Aus 54 Einstellungen hat Manfred Neuwirth seine kommentarlosen „Annäherungen an prägende Territorien“ in Bildern und Tönen montiert, magic hour ist nach Tibetische Erinnerungen (1995) und manga train (1998) der dritte Teil einer „Trilogie der Zwischenräume“, die nun bei den Erinnerungen an die eigene Vergangenheit und ihre Orte angelangt ist - (wiedergefunden und aufgezeichnet in Niederösterreich).
Der Titel geht auf eine Beschreibung des Kameramanns Nestor Almendros zurück und bezieht sich auf die paar Minuten zwischen Sonnenuntergang und Dunkelheit, in denen, so Manfred Neuwirth im - Gespräch mit dem STANDARD, „das Licht wirklich zauberhaft ist, weil niemand weiß, woher es kommt.“
Neuwirth hat magic hour ein japanisches Schriftzeichen vorangestellt, das nicht nur den räumlichen Intervall bezeichnet, sondern auch den Zeitraum. Beide werden nicht als leer begriffen und auch in magic hour sind die vielfältigen Zwischenräume allenfalls Öffnungen. Die Arbeitsweise Neuwirths dreht sich auch um Verdichtungen: den 45 Minuten des Videofilms liegen rund zwanzig Stunden Originalmaterial zu Grunde.

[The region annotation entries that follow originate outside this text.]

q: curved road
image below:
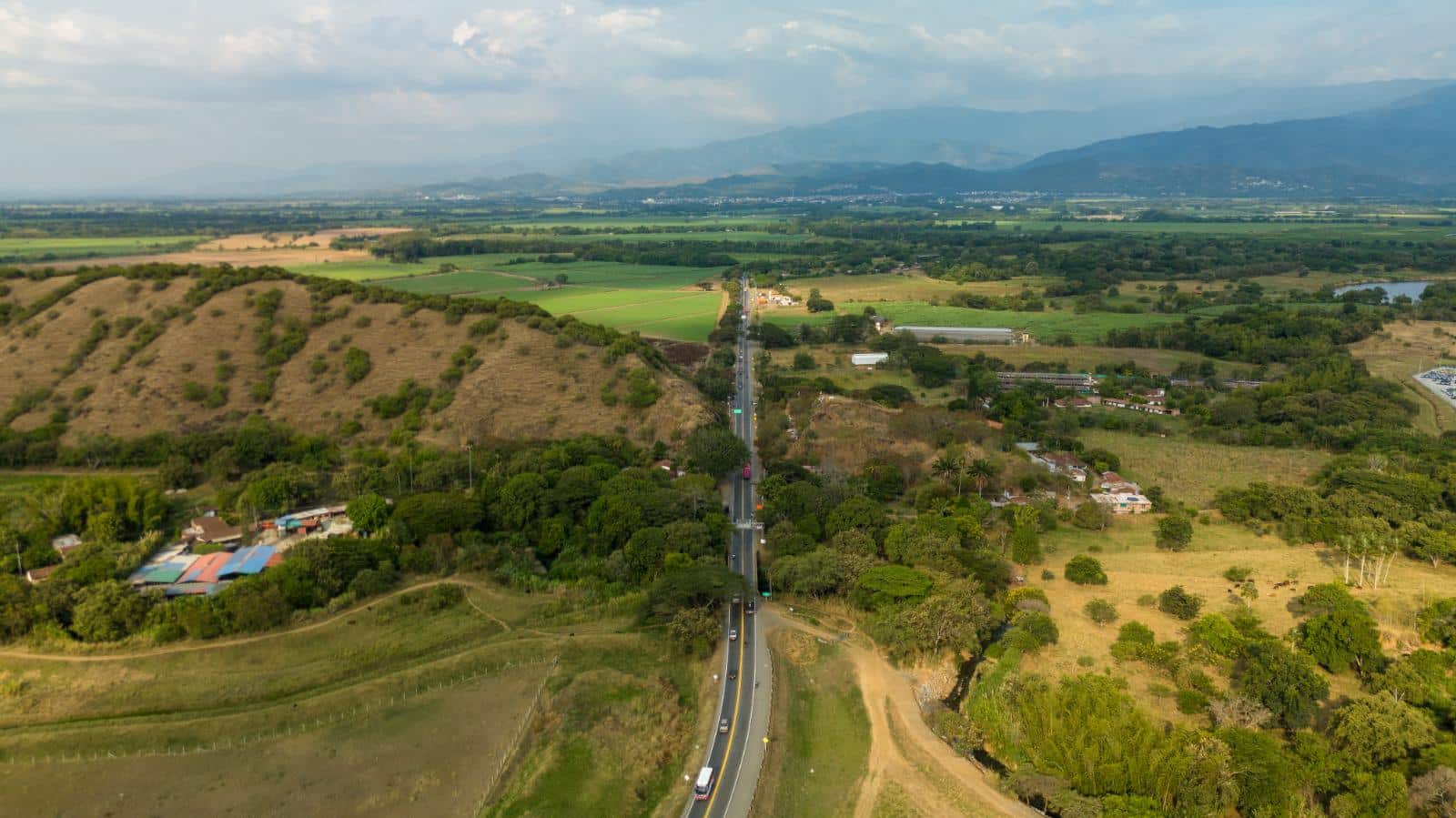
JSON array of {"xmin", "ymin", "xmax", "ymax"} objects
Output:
[{"xmin": 682, "ymin": 279, "xmax": 772, "ymax": 818}]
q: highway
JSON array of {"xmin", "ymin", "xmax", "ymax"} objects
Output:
[{"xmin": 682, "ymin": 275, "xmax": 772, "ymax": 818}]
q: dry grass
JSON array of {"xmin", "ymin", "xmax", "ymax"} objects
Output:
[
  {"xmin": 1024, "ymin": 515, "xmax": 1456, "ymax": 719},
  {"xmin": 1082, "ymin": 429, "xmax": 1330, "ymax": 508},
  {"xmin": 0, "ymin": 278, "xmax": 708, "ymax": 445},
  {"xmin": 1350, "ymin": 322, "xmax": 1456, "ymax": 434}
]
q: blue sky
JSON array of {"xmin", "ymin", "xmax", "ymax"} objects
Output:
[{"xmin": 0, "ymin": 0, "xmax": 1456, "ymax": 187}]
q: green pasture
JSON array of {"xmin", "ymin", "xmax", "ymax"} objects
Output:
[
  {"xmin": 0, "ymin": 236, "xmax": 209, "ymax": 262},
  {"xmin": 875, "ymin": 301, "xmax": 1184, "ymax": 344}
]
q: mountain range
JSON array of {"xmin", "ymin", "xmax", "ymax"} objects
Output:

Seine „Zwischenblicke“ entstehen, so Neuwirth, „in einer Art Sammeln - das ist immer so eine ‚absichtsvolle Absichtslosigkeit‘, solche Bilder zu kriegen. Die passieren natürlich schon mit dem Ziel, dass solche Bilder entstehen, aber man kann sie nicht erzwingen. Sie laufen dir sozusagen irgendwo vor die Kamera, oder du hörst sie und findest dann das Bild dazu.“
Die Zeit vergeht in magic hour leicht verlangsamt. Den Schwebezustand, den die Zeitlupe an sich erzeugt, unterstützt hier noch die leichte Asynchronität von Bildern und 0-Tönen, die als „Surround Sound“ den (realen) Raum füllen. Bei diesem „Raumklang“ geht es Neuwirth auch darum, „dass man das nicht diesem ,Power-Kino‘, das einen mit allen Effekten zuknallt, überläßt, sondern daß es mit dieser Soundtechnik Arbeitsweisen gibt, die eine andere Wahrnehmung hervorholen können. Das ist, im Unterschied zur Emotionalisierung, die dich quasi terrorisiert, mehr der Versuch, Räume zu öffnen, wo du dich selber einbringen kannst.“
Mit zu den schönsten Einstellungen des Films gehören jene, in denen sich, gewissermaßen nichts rührt, „aber die spezielle Zeitlupen-Bearbeitung doch im Material eingeschrieben ist. Durch die Fünffach-Zeitlupe kriege ich diese Körnung und die wird dann als leichte Bewegung merkbar. Und wenn man sich einmal auf dieses Tempo einlässt, wenn man erst einmal in diesem Fluss drinnen ist, dann werden zum Beispiel die Bewegungen von Menschen fast als normale Bewegungen wahrgenommen.“
Flimmerndes Schwarz und Gewitterblitze also, die die Nacht momentan erhellen. Mitten im Schneegestöber schimmern ein paar Zweige durch, die Lichterexplosionen eines Feuerwerks rinnen langsam nach unten übers Bild, dazu klingt ein Böllern und Zirpen durch die Nacht. Eine Festzelt-Bühne, die von unten langsam Kunstnebel einhüllt. Ein Federballset im Verpackungsnetz. Was man in „magic hour“ sieht, ist nur scheinbar schnell beschrieben.